Retire Rich and Happy: The 7 Must-Follow Steps for Financial Freedom!
Everyone has an opinion on financial independence, but not all know what it means. Simply put, a stage in your life where you have adequate funds to achieve your life goals is financial independence. In theory, you achieve financial independence by investing right after entering the job market for years. However, there are more steps involved in retirement planning. Make sure to use an online calculator for retirement while following the steps for financial freedom. The steps are:
- Purchase adequate life insurance cover:
Your savings are not adequate to take care of your family’s day-to-day expenses when you are not around. One of the best ways to secure your family’s financial future is purchasing an appropriate life insurance cover. A term life insurance cover can financially serve your family in your absence. The family members can claim the financial benefits of the insurance for meeting their financial needs after your passing. Furthermore, if you leave behind debt and liabilities, your family can pay them off using the claim money. Life insurance will help you achieve your plans for your loved ones and you.
- Buy a health insurance cover:
Hospitalisation or an illness can drain your savings and sometimes lead to debt. Therefore, you must also opt for health insurance apart from life insurance. Medical insurance plans are imperative for yourself and your family because hospitals are expensive. Using facilities like base policy and super top-up can save you from the pressures of hospitalisation. Treatment for critical illnesses like heart attack, cancer, and kidney failure can dent the financial well-being of your family. Health insurance plans can help you pay your medical bills when you are ill and hospitalised.
- An emergency fund is a must:
Building an emergency fund is a must while planning for financial freedom. Prepare yourself for financial crunches caused by disability, job loss, or illnesses. Build an emergency fund to avoid redeeming your investments. The emergency should cover medical expenses, EMIs, children’s tuition fees, insurance premiums, and utility bills.
- Build a retirement corpus:
Apart from an emergency corpus, build one specifically for your day-to-day expenses when you stop working, i.e., a retirement fund. Your physical ability and earning capacity will reduce when you retire. Your retirement corpus should help you take care of expenses when you are not working anymore.
- Consider investing in equity funds:
Equity funds allocate funds to equities and their related securities according to the name. These funds are ideal if you are investing to acquire wealth over time. They invest in the equity market, so they are risky. You can start your investment journey by investing in equity funds and switch to debt funds as you near retirement. You will enjoy high returns by investing in equity funds for equally high investment risks.

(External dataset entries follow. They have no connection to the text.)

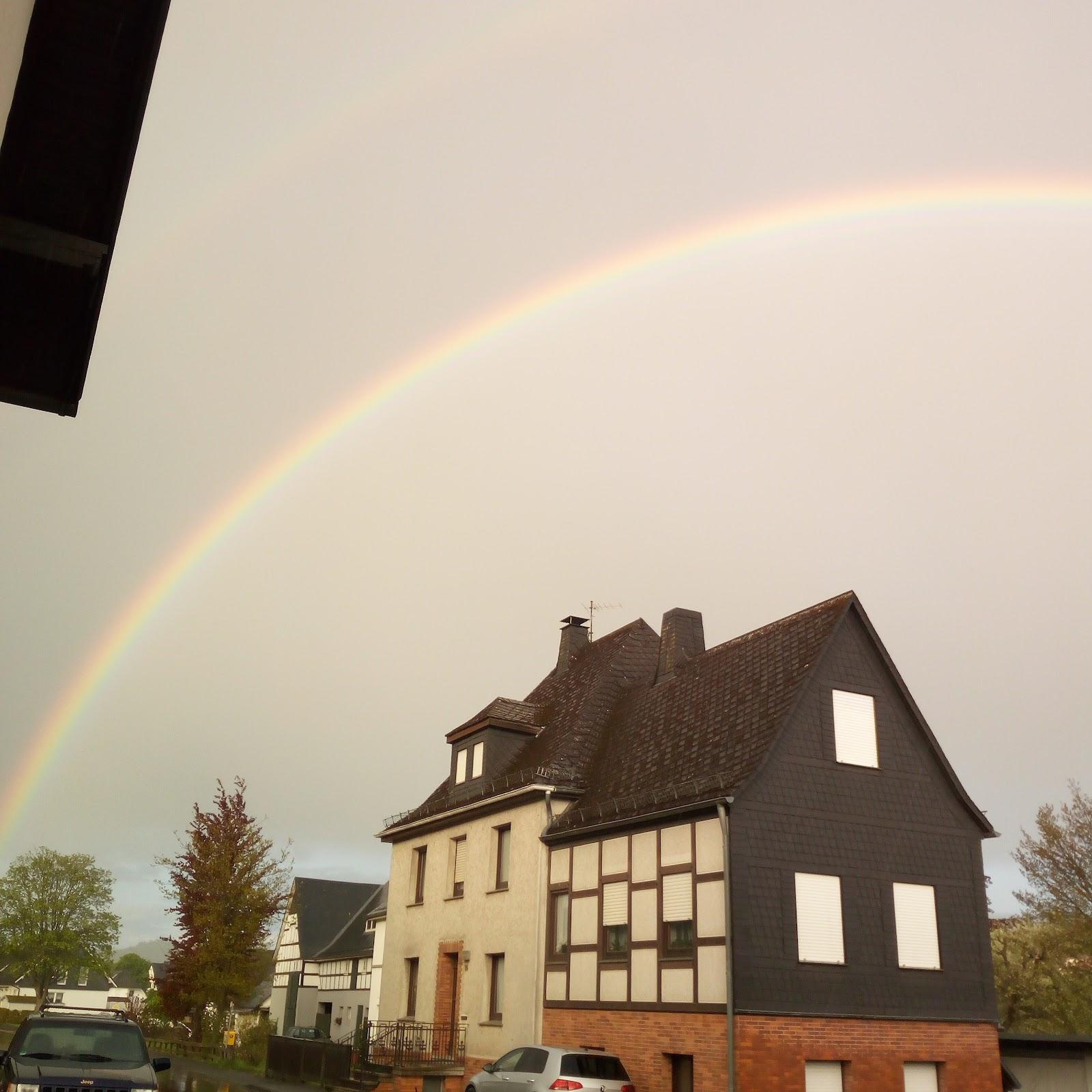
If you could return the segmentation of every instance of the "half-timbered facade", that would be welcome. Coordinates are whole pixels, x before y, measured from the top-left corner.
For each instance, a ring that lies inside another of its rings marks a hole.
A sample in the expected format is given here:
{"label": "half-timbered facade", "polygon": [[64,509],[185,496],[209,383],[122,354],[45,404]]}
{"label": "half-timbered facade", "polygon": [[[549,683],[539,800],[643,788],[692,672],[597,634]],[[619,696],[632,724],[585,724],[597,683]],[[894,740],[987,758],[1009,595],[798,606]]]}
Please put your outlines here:
{"label": "half-timbered facade", "polygon": [[[407,904],[385,1011],[419,1016],[424,996],[440,1019],[450,947],[454,990],[477,1007],[452,1010],[471,1055],[477,1022],[487,1056],[600,1045],[642,1092],[724,1088],[729,1071],[739,1092],[996,1092],[981,854],[994,832],[856,596],[709,650],[691,610],[668,612],[658,637],[637,621],[581,644],[579,627],[567,619],[558,667],[507,703],[535,731],[492,765],[487,719],[449,733],[449,779],[384,831]],[[511,836],[539,862],[538,904],[508,948],[472,943],[455,907],[472,887],[490,898],[492,865],[470,824],[531,788],[537,838],[514,823]],[[522,1022],[494,1005],[498,953],[539,990]],[[483,1018],[495,1008],[502,1021]]]}
{"label": "half-timbered facade", "polygon": [[387,885],[293,880],[270,998],[278,1032],[318,1028],[348,1040],[364,1023],[372,1002],[376,930],[385,914]]}

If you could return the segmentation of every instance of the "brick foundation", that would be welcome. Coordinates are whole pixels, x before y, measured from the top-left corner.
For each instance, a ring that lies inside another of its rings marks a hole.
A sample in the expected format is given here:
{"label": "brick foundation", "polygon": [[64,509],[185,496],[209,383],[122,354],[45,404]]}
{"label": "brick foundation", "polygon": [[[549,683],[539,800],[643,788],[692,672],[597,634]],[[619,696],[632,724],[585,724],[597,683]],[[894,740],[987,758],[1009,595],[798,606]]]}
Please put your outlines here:
{"label": "brick foundation", "polygon": [[[618,1054],[638,1092],[670,1092],[668,1054],[693,1056],[695,1092],[726,1088],[724,1017],[550,1009],[543,1042]],[[940,1064],[941,1092],[1000,1092],[997,1029],[985,1023],[736,1017],[737,1092],[805,1092],[805,1061],[842,1061],[844,1092],[903,1092],[904,1061]]]}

- Consult SEBI-registered financial advisors:
Planning your financial life can be a daunting task. However, you don’t need to plan your finances alone. Contact a financial expert registered with SEBI. They can help you formulate strategies for wealth accumulation.
- Use online tools:
Assess the different scenarios that can earn you higher returns. One of these online tools is the retirement calculator. These calculators can help you plan for your retirement fund. You can learn more about these calculators by Googling “What is retirement calculator.”
Apart from these seven, there are several other steps for achieving financial freedom. Before planning for financial freedom, consider your time horizon and risk tolerance and calculate returns using a retirement calculator.